On Nov 16, 2012, at 5:49 PM, Joe Niederberger <niederberger@comcast.net> wrote:

> Robert Hansen says:
>> Can you tell me how you picture the students' minds unravelling these examples into a generic theory of continuity?
>
> Kirby replies:

>> I'm not necessarily looking for a "generic theory of continuity" as I don't imagine most adults have that either.
>
> I don't think most college math majors do either -- I'm curious, what does R. Hansen mean by "generic theory of continuity"?
>
> Joe N


I said that in the context of Kirby's post, where he was going on and on with physical examples of the use of the word "continuous", essentially a lesson in semantics. I meant "generic" in the sense of "devoid of physics and semantics, specifically, mathematical".

Functions are deterministic, for every x there is one y. This is sufficient and largely taken for granted in algebra. Right or wrong, the focus of algebra is not on the function, or even a piece of the function, but on the value of the function at a particular x. As long as you are not dividing by zero, you are usually in the clear.

Calculus, on the other hand, is about the function, or at least, about intervals on the function. Determinism is still taken for granted but how does that determinism behaves over an interval, or more importantly, as we approach a point.
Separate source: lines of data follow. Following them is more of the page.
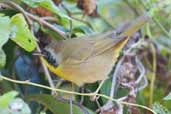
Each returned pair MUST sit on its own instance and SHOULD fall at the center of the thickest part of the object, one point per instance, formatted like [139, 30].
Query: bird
[88, 59]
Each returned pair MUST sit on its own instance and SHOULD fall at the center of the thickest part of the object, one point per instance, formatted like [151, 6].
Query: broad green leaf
[4, 30]
[2, 58]
[7, 98]
[21, 34]
[47, 4]
[168, 97]
[56, 106]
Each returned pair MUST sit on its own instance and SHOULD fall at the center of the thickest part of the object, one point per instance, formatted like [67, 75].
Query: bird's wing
[79, 50]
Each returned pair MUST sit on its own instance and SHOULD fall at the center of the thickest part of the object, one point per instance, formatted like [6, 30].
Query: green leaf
[2, 58]
[7, 98]
[56, 106]
[18, 106]
[168, 97]
[4, 30]
[47, 4]
[21, 33]
[160, 109]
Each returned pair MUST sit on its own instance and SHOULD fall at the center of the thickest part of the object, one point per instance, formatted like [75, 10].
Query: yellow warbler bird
[88, 59]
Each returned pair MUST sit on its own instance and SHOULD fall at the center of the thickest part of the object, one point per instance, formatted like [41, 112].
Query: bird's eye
[48, 56]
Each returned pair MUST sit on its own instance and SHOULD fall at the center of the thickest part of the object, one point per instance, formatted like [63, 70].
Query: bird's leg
[97, 90]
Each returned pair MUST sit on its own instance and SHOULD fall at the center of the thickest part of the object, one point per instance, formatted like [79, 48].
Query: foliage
[27, 24]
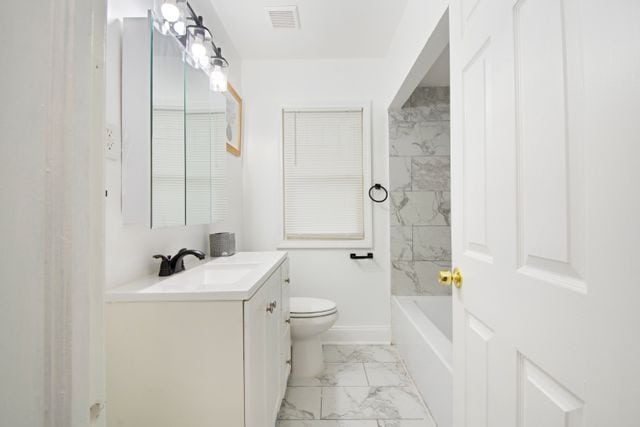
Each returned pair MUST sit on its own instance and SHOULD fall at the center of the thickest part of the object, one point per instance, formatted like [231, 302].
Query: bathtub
[422, 330]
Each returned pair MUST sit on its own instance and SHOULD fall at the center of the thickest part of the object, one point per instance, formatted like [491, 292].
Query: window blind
[323, 173]
[220, 200]
[206, 167]
[167, 168]
[198, 150]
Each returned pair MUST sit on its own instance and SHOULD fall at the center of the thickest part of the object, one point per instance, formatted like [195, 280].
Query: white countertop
[233, 278]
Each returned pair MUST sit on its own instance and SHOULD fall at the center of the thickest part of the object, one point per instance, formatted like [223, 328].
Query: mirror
[167, 132]
[173, 157]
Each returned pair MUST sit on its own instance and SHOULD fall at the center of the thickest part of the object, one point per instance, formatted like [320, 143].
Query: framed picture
[234, 121]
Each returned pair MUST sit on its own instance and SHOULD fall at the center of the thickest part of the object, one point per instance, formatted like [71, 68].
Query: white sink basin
[229, 279]
[203, 277]
[226, 274]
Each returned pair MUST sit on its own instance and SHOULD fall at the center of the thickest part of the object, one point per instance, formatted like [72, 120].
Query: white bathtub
[421, 328]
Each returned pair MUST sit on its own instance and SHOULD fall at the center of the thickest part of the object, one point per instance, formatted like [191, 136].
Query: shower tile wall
[420, 200]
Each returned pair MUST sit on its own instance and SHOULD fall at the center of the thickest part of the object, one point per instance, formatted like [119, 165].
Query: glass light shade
[170, 11]
[170, 16]
[199, 46]
[179, 27]
[218, 78]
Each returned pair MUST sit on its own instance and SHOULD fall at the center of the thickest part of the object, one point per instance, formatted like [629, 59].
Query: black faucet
[175, 264]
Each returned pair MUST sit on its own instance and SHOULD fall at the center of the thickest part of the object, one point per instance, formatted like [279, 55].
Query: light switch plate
[112, 142]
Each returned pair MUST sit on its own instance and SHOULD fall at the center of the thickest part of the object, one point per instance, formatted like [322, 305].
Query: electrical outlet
[112, 142]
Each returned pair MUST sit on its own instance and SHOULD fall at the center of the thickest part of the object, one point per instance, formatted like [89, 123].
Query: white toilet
[309, 318]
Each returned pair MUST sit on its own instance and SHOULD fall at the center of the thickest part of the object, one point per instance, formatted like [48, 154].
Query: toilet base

I distinctly remember our discussions of calculus (back in high school) beginning with a discussion of finding the slope of the tangent to a curve. This discussion began simple enough with finding the slope of a secant of the curve using elementary algebra. However, as the discussion progresses to the difference quotient with its denominator approaching zero, our algebra breaks down. If there is one thing that algebra hates, it's a denominator of zero. To the rescue comes the notion of the limit. Instead of focusing on the point (as we do in algebra) we focus on how the function behaves as it approaches the point. Thus, the seeds of the finer details of real numbers, functions over those real numbers, and the notion of continuity are sewn. No, I do not believe in starting with epsilon-delta, but you should be heading there, to borrow a sentiment from Lin McMullin in the AP Calculus forum.

When you teach continuity as if it were an artifact of calculus, or worse, a result of calculus, rather than what it really is, the essential ingredient to calculus, you will miss all of that. And when I say essential ingredient, I mean seeing the continuity in real numbers and in functions over those numbers. An example of continuity (not lifting a pencil) might be an opening or starting point to the discussion, but it clearly isn't the discussion. Without depth, it isn't anything but a superficial opinion, although the "conceptualists" would like you think that it is everything.

Bob Hansen